The island nation of 22 million people has been hit by months of acute shortages of food, fuel and medicines, prompting widespread protests.
But Thursday's nationwide strike was the first time the entire country had been brought to a standstill since the demonstrations began, with both state and private sector employees taking part.
Public transport was stopped, teachers quit school while shops and offices closed, police and regional officials said.
Rajapaksa invited leaders of his party to discuss the crisis on Friday, but former coalition partner the Sri Lanka Freedom Party (SLFP) said they will not attend and instead told him to step down.
Prime Minister Mahinda Rajapaksa, Gotabaya's elder brother and a former two-term president, has said he is confident he will not be fired over the crisis.
In Colombo's main commercial area of Pettah, wholesale trading shops were shut and workers joined a march chanting: "Go home Gota. Go home Gota," referring to the president.
More than 100 trade unions, some even affiliated with the Rajapaksas' ruling Sri Lanka Podujana Peramuna (SLPP) party, joined the general strike, demanding the president, prime minister and other senior officials resign.
"Today is like a public holiday in the country," a police official monitoring the situation, speaking on condition of anonymity, told AFP. "Hospitals are treating only emergency cases."
Across the nation, vegetable markets were closed, while tea plantations, a main export earner, were also shut, residents and local media said.
Tens of thousands of workers in the country's free trade zones came out of their factories and staged protests demanding the powerful Rajapaksa family step down.
Most banks were closed while a few provided reduced hours of service.
On the brighter side, a daily power cut that has become a feature of the crisis was not implemented Thursday as electricity employees took part in the work stoppage.

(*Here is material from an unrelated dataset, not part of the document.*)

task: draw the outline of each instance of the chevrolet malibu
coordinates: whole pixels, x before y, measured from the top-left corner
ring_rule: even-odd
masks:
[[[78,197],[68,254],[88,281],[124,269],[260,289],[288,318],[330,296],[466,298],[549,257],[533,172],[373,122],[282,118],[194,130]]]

The main international airport operated without interruption, officials said. Trade union leaders said they ensured the airport functioned normally as an essential service.
- Deadline to resign -
By afternoon, shops across the country had closed in solidarity with the trade unions, local television reported.
Union leader Ravi Kumudesh said Thursday's action was a success and issued a one-week deadline to Rajapaksa to step down or face a continuous strike.
"What we are asking the Rajapaksa family is to go within a week," Kumudesh said in a statement. "If they don't we are ready to launch another island-wide strike until they leave."
The country's economic crisis took hold after the coronavirus pandemic hammered income from tourism and remittances from Sri Lankans abroad. Protesters also blame the Rajapaksa clan for years of mismanagement.
The government has defaulted on its $51 billion external debt and is in talks with the International Monetary Fund for an emergency bailout.
Unable to pay for fuel imports, utilities have imposed daily blackouts to ration electricity, while long lines of people snake around service stations for diesel, petrol and kerosene.
Hospitals are short of vital medicines and the government has appealed to citizens abroad for donations.
Thousands of demonstrators have been camped for weeks outside the president's seafront office calling on him to resign.